We also tried to migrate from promtail to alloy (for this particular log scrapping task), but alloy was consuming almost 2x more RSS doing exactly the same thing as promtail, so we had to postpone the migration for now.
For this particular workloads we do not use any k8s or containers; promtails are running on regular VMs.
I'd be happy to provide more context if it helps to finally resolve the issue.
Hello
on my side, I had the same mem leak problem but just on few promtail of the daemonset. (helm chart : 6.16.4 with promtail : 3.0.0
)
I've tried some settings under extraLimitsConfig
without evolution.
Finally, the best thing I've found is to reduce the number of files being tracked. In our context, there is no need to keep every container discovered by kubernetes_sd_configs
under watch in Loki.
As an example, some exclusions (slightly modified for the post):
extraRelabelConfigs:
- action: drop
source_labels:
- namespace
regex: '(kube-system|kubernetes-dashboard|postgres|observability)'
- action: drop
source_labels:
- pod
regex: '(loki|promtail|.*botkube|kafka-lag-exporter)-.*'
- action: drop
source_labels:
- container
regex: "(vault-agent|jaeger-agent|envoy-sidecar)"
This workaround fixes our recurring OOM of promtail in various envs.
Describe the bug We are seeing a slow but steady increase in memory usage for our Promtail pods. IMHO this looks very typical for a memory leak. Sooner or later we experience OOM kills for Promtail.
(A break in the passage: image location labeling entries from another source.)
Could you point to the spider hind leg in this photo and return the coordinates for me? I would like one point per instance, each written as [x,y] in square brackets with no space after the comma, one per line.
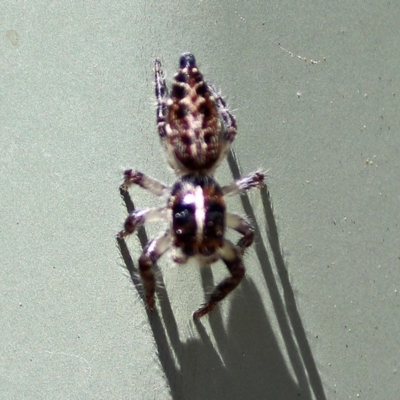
[233,260]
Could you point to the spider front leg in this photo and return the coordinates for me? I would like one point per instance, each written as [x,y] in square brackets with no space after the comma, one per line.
[161,92]
[133,177]
[139,217]
[253,180]
[152,252]
[244,227]
[226,116]
[233,260]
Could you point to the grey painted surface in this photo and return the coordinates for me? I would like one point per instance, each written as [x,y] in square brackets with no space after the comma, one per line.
[318,315]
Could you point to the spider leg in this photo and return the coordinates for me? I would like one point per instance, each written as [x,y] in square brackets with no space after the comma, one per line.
[233,260]
[154,249]
[133,177]
[139,217]
[226,116]
[241,225]
[255,179]
[161,92]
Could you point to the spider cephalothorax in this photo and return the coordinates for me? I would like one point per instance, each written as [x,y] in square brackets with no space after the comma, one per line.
[196,130]
[198,213]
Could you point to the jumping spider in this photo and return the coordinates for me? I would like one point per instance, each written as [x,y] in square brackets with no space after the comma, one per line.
[196,130]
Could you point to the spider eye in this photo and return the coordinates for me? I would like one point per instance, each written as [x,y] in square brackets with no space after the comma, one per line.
[184,222]
[215,220]
[187,60]
[208,138]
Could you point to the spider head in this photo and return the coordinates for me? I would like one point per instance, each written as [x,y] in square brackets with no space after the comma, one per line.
[198,215]
[187,60]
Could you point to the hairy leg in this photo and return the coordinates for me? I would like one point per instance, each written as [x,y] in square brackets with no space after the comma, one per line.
[133,177]
[161,92]
[139,217]
[253,180]
[152,252]
[244,227]
[233,260]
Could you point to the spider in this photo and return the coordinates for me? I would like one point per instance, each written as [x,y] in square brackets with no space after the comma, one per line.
[196,130]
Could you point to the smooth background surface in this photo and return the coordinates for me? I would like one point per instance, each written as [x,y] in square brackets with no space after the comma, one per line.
[76,107]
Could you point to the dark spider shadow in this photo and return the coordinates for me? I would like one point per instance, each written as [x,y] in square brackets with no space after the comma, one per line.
[248,361]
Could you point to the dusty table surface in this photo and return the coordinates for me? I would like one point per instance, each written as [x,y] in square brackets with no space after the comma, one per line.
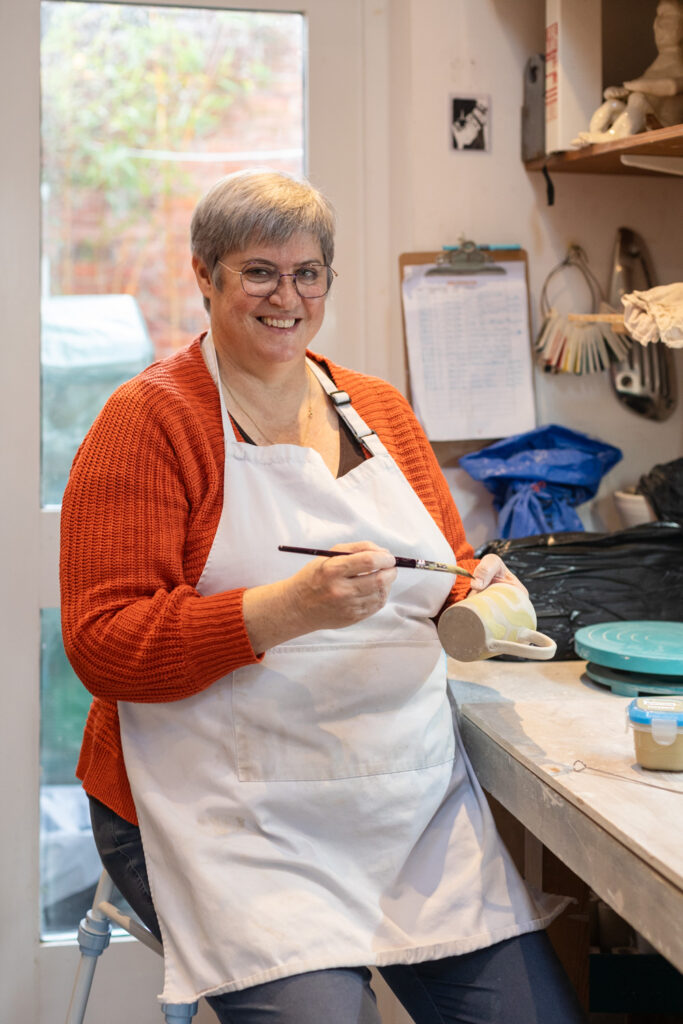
[617,825]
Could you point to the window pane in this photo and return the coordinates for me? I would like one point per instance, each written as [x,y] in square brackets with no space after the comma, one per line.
[142,109]
[70,865]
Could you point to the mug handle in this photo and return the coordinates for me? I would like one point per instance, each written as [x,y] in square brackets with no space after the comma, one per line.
[536,646]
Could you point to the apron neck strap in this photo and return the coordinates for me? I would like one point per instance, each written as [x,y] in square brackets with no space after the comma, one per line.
[342,402]
[363,433]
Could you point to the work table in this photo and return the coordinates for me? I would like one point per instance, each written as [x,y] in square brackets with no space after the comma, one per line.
[524,725]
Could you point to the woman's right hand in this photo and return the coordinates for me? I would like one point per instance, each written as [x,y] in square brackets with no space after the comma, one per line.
[327,593]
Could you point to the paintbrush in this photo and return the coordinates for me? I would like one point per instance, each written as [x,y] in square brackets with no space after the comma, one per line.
[404,563]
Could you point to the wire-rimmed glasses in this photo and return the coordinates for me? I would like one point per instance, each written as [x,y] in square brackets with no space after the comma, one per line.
[261,281]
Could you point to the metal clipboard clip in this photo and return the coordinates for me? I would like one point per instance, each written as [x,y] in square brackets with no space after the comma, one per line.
[466,258]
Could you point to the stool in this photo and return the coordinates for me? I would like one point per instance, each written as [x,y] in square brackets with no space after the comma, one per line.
[93,937]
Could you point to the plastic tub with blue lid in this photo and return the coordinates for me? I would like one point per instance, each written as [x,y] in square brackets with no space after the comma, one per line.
[657,731]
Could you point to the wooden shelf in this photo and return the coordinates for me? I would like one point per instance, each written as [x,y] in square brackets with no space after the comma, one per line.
[604,158]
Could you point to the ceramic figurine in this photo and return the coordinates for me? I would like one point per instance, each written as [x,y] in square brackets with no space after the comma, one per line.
[654,99]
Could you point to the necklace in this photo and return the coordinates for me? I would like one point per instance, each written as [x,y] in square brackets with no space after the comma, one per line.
[309,414]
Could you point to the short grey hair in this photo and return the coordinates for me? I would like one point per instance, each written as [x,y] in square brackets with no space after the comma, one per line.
[258,206]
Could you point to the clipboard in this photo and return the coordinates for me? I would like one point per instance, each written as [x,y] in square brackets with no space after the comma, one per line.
[467,341]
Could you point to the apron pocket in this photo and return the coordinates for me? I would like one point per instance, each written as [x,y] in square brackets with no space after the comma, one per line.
[313,713]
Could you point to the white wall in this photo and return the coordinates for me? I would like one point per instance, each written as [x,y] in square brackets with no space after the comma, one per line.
[440,47]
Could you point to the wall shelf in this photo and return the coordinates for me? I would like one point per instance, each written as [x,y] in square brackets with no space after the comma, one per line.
[604,158]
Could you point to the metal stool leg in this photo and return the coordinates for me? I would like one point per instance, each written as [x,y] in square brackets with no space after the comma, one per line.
[178,1012]
[93,938]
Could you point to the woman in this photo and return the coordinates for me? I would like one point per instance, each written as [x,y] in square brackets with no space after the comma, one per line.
[280,726]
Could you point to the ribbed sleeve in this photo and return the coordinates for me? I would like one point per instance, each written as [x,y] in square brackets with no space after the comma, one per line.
[138,518]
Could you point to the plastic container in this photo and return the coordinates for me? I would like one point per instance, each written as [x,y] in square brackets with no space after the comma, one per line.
[657,732]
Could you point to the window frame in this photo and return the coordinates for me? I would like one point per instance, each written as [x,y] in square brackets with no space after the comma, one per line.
[347,157]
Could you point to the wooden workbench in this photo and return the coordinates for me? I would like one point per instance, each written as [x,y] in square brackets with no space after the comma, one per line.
[524,724]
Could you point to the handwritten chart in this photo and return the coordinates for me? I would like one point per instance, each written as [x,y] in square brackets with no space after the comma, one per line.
[469,352]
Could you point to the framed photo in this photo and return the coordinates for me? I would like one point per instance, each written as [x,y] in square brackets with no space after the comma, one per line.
[470,123]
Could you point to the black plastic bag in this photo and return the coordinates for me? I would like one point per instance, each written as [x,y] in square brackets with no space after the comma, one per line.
[664,488]
[578,580]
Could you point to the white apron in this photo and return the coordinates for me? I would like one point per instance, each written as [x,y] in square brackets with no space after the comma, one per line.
[317,810]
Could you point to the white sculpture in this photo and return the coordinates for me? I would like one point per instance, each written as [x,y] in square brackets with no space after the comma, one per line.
[654,99]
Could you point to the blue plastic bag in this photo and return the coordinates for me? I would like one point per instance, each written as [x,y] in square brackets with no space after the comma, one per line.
[537,478]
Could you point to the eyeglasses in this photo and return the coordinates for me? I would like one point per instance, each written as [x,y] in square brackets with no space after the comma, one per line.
[261,281]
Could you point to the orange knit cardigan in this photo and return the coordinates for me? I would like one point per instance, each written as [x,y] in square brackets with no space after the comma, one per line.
[138,517]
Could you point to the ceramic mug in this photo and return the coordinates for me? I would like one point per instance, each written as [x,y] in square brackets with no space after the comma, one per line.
[499,620]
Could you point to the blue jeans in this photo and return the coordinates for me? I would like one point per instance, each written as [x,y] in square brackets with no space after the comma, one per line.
[518,981]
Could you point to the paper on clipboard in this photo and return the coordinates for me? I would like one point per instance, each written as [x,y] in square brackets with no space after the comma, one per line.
[469,352]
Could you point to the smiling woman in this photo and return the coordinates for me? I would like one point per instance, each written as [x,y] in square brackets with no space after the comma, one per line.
[240,693]
[140,104]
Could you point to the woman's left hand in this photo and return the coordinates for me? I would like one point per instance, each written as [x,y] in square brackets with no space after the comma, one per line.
[492,568]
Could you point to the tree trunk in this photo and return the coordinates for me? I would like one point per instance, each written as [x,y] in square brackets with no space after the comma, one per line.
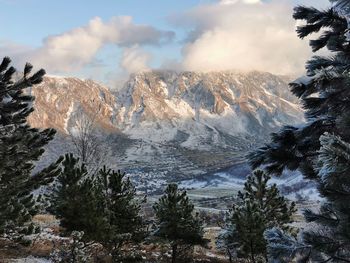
[252,251]
[174,253]
[229,255]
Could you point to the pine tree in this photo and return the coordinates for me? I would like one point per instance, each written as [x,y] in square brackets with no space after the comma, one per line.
[325,96]
[123,221]
[176,222]
[75,200]
[103,206]
[20,147]
[259,207]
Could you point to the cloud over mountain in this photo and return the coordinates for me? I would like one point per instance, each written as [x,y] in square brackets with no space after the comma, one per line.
[243,34]
[77,47]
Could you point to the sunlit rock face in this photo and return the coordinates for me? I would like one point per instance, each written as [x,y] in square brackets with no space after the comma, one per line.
[174,124]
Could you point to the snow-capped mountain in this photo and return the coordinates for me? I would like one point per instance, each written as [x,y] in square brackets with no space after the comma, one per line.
[204,109]
[177,124]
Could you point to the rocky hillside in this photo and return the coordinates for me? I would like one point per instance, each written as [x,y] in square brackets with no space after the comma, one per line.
[173,124]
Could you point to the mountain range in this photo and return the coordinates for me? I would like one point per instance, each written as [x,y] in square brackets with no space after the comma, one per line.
[170,124]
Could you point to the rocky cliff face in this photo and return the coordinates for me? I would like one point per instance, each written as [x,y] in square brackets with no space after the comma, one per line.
[173,124]
[202,108]
[58,100]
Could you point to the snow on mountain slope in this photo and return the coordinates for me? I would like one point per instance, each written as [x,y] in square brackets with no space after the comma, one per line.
[172,124]
[203,106]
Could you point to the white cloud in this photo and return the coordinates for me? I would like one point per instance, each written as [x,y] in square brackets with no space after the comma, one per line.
[230,2]
[76,48]
[135,59]
[237,35]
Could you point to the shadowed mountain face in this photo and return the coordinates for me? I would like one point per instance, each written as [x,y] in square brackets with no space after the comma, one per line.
[173,124]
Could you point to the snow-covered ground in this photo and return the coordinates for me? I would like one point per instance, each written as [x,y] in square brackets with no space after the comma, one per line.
[292,184]
[31,259]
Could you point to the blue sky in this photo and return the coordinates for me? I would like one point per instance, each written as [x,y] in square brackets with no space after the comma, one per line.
[92,39]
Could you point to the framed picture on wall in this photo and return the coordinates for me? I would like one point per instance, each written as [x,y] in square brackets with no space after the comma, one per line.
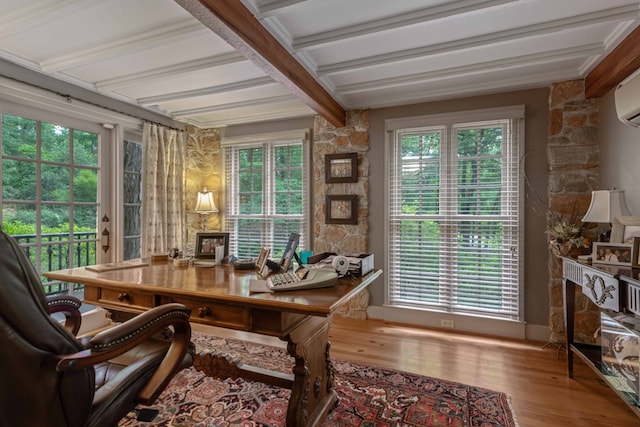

To Reproduce Steps to reproduce the behavior:
Expected behavior I would expect memory consumption to be somewhat linear under regular operation. Or, if there are spikes, that the memory is freed after increased demand.
Environment:
Screenshots, Promtail config, or terminal output
We are using the default values of the Helm Chart (with exception of the Loki URL and some podAnnotations and tolerations).
I'm also happy to investigate more on this and e.g. track down what is actually driving the memory consumption, if someone can point me in the right direction how to do this.